W tle tej “Powtórki z rozrywki” jest oczywiście ulubiony przez wielu Donald Trump, ale rolę tych co rozśmieszać winni przyjęli na siebie marni kabareciarze bo politycy, zarówno rodzimi jak i unijni.
Od kabaretu do groteski droga jak widać niedaleka. Mowa oczywiście o kabarecie serwilizmu polskiej sceny politycznej wobec mocarstwa zza Atlantyku czyli owacji na stojąco prawicowej elity w polskim parlamencie. Wydarzenie ponure i poniżające dla tejże elity – jakby Trump miał zaraz przyjechać tu na białym koniu i odmienić ich rolę. Ale nie tylko, także zdumiewająca nawet jak na unijne standarty zdolność tamtejszych klaunów do kamuflażu i żałosnych raczej niż zabawnych skeczy. Kamuflażu bez satyry a jeśli już to tej ponurej jak halloween.

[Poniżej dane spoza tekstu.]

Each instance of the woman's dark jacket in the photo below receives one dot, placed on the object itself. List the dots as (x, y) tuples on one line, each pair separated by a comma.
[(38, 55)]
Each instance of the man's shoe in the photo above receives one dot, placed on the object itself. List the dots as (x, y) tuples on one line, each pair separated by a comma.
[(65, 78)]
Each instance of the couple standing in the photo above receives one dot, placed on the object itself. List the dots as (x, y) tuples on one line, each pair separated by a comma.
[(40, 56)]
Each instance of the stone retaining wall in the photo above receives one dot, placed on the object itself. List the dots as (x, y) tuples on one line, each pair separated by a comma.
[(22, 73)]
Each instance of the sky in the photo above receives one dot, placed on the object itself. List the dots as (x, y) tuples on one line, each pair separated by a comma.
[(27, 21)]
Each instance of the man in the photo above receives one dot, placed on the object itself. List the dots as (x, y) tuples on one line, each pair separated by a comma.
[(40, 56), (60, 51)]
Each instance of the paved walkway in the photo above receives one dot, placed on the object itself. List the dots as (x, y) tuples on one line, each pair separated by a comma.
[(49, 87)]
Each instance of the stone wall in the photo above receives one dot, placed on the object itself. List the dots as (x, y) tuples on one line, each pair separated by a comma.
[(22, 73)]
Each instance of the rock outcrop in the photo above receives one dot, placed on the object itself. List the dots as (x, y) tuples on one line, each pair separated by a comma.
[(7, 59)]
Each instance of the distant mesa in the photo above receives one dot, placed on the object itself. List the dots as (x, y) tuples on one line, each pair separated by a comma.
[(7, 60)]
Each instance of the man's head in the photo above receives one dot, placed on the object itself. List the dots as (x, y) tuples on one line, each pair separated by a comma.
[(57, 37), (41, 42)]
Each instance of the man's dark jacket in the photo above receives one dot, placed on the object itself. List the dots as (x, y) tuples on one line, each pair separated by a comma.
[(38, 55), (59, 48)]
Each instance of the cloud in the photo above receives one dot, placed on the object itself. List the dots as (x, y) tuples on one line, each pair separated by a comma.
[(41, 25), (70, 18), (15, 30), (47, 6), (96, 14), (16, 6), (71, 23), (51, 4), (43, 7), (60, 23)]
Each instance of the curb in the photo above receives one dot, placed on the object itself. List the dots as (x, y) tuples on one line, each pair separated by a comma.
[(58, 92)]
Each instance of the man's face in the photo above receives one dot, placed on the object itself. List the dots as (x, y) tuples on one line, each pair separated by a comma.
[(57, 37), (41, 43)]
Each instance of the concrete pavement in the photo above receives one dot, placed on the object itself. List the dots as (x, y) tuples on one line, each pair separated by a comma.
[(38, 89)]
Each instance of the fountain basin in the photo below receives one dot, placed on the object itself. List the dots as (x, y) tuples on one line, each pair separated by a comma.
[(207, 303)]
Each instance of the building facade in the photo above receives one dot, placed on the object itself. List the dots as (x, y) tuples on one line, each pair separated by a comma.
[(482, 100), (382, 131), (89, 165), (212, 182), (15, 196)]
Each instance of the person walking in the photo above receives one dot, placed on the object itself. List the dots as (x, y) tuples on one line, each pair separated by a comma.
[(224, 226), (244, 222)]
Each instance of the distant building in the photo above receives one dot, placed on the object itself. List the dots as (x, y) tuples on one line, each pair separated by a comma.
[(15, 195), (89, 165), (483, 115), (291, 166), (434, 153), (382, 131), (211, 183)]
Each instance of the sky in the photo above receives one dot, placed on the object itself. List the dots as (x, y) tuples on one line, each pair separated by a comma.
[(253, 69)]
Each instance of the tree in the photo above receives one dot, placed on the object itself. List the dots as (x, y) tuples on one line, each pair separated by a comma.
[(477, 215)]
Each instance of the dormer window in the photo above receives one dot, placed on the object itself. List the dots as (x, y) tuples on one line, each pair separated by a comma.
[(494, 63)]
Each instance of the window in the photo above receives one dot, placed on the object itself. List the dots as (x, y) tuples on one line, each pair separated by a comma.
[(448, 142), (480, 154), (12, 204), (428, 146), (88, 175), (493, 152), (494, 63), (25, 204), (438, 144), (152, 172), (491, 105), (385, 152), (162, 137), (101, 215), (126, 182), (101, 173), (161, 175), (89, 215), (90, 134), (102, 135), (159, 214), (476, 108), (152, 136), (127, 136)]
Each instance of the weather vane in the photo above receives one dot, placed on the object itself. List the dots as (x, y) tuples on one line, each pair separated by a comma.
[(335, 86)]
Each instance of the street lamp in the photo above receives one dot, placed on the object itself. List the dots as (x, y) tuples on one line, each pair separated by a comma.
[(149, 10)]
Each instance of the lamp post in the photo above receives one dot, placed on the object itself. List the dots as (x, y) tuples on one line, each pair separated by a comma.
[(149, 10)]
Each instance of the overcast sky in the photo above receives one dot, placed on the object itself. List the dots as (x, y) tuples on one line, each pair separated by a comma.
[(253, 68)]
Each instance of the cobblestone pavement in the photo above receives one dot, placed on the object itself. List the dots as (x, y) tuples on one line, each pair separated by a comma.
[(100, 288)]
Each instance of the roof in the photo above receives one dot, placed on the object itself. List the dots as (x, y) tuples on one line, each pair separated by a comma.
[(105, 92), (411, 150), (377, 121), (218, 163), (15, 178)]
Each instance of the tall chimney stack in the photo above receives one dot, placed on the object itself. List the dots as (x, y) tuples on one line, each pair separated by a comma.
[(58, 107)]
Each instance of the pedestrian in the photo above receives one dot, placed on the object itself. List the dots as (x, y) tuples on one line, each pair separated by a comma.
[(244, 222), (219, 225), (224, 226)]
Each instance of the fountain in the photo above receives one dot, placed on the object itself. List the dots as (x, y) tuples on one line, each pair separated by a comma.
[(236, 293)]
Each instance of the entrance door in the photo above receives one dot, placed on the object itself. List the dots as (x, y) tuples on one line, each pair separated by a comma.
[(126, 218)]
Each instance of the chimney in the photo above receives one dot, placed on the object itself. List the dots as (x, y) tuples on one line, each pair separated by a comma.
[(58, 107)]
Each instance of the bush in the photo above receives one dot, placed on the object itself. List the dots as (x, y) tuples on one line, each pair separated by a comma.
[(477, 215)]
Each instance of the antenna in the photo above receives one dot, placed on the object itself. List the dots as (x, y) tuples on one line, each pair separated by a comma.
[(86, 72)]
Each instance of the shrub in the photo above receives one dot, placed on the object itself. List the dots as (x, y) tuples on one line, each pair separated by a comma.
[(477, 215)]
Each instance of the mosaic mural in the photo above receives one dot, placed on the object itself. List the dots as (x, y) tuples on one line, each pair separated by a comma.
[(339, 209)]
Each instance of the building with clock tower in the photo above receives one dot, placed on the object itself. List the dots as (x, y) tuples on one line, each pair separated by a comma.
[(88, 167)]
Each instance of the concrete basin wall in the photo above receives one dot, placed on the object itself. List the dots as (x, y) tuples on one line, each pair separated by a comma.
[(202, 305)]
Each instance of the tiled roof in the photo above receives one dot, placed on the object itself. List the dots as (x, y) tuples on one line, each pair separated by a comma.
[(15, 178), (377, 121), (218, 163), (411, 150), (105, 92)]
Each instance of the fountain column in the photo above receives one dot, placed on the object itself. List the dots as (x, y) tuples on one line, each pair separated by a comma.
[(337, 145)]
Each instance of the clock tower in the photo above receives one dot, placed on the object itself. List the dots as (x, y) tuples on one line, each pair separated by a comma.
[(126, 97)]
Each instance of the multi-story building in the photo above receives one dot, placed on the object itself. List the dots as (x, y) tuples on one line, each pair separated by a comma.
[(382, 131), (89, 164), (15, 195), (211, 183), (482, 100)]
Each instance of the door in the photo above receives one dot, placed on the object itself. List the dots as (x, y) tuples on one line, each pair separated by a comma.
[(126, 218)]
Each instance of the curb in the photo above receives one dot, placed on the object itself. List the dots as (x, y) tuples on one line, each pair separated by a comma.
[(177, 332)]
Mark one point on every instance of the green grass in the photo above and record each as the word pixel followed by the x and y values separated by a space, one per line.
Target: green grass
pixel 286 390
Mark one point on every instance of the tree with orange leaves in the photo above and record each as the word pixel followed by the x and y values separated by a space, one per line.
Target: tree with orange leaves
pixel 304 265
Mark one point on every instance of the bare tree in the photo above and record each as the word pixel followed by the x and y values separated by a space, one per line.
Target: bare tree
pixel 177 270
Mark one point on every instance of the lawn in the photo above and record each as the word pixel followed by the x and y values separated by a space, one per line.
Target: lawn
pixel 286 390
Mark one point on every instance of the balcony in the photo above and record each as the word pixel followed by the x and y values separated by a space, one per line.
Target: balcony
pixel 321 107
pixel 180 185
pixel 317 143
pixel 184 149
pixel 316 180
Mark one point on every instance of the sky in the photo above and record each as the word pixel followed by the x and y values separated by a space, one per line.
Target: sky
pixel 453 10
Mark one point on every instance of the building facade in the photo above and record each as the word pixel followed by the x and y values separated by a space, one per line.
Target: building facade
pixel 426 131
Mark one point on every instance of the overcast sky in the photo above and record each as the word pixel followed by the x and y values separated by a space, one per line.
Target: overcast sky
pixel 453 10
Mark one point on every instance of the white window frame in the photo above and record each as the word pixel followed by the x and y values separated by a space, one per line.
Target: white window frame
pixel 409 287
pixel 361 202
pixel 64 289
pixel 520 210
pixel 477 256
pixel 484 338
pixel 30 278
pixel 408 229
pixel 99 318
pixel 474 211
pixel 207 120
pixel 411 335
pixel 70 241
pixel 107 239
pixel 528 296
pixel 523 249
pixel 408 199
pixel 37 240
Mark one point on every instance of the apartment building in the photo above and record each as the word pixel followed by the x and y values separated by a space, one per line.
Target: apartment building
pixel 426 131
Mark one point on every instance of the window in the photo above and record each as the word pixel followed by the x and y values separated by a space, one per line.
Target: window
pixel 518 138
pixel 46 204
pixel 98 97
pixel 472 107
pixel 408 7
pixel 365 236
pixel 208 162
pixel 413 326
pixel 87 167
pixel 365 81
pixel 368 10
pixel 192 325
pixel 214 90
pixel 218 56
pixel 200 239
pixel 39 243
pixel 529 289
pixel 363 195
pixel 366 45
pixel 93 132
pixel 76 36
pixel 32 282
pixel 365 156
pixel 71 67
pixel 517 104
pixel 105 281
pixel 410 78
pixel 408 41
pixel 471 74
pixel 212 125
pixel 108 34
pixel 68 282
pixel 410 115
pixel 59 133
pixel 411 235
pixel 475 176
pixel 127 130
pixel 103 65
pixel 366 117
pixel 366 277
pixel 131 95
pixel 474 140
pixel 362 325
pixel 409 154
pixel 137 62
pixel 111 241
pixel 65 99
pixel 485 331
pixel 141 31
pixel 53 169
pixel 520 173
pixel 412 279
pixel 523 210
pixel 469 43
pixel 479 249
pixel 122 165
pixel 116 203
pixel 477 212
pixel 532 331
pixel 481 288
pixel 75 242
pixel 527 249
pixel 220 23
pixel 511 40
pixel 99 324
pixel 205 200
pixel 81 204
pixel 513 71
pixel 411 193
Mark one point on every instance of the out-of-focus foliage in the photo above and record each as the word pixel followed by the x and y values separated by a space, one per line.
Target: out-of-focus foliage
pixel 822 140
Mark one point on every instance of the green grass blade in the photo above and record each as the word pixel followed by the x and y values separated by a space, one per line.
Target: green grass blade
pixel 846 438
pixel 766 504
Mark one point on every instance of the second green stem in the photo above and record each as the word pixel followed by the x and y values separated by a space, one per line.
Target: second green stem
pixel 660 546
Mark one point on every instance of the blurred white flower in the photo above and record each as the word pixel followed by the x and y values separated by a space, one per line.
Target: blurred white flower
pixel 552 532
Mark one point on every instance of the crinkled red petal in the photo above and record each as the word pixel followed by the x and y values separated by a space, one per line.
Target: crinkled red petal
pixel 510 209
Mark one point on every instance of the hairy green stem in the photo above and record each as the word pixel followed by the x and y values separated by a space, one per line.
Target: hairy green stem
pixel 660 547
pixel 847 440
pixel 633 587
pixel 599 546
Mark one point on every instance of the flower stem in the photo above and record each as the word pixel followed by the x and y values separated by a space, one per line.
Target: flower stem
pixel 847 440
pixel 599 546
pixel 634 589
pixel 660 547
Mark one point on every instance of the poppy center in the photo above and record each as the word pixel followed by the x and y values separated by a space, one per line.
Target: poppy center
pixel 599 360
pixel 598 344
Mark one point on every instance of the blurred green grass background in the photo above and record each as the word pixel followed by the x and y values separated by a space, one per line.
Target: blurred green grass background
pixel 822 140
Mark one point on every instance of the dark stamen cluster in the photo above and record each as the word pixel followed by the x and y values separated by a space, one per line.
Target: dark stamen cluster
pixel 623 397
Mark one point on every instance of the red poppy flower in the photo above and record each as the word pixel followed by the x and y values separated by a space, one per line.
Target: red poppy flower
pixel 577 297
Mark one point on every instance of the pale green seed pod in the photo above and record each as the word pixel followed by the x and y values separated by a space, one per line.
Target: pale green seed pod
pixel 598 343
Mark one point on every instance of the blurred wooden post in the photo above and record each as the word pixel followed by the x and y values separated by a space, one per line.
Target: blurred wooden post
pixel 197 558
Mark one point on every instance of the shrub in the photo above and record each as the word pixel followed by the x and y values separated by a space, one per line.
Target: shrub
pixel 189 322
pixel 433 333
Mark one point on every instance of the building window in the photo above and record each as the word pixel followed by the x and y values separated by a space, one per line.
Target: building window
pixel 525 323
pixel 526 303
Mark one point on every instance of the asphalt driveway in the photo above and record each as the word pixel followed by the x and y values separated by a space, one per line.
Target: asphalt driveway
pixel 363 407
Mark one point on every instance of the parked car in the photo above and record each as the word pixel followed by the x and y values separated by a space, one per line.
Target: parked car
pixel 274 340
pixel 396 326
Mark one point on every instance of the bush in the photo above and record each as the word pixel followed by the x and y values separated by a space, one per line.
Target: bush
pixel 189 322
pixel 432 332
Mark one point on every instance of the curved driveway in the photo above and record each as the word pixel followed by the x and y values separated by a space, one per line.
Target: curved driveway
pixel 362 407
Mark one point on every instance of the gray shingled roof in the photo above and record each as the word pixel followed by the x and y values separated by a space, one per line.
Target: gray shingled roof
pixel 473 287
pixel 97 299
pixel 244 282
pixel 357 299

Dowiadujemy się bowiem od głównej rozgrywającej kabareciarzy von der Layen, że gaz amerykański przecież pali się tak samo jak rosyjski i Unia z przyjemnością go kupi, zaś Niemcy deklarują już dziś 2-3% PKB na zbrojenia choć Trump elektem na razie a nie prezydentem jest.
W tym ostatnim przypadku kabaret szczególnie zabawny bo jak twierdzi Ruth Brand, urzędniczka Federalnego Urzędu Statystycznego przodującego państwa w Europie, odpowiedzialna za przebieg wyborów, lider Europy nie ma papieru na druk kart wyborczych. By było zabawniej niemiecka prasa donosi o polskiej ofercie sprzedaży papieru na wypadek gdyby Niemcy chcieli odwołać wybory. Kabaret z niezłym scenariuszem choć główni zabawiacze intelektem nie grzeszą a ruchy na scenie coraz bardziej nerwowe.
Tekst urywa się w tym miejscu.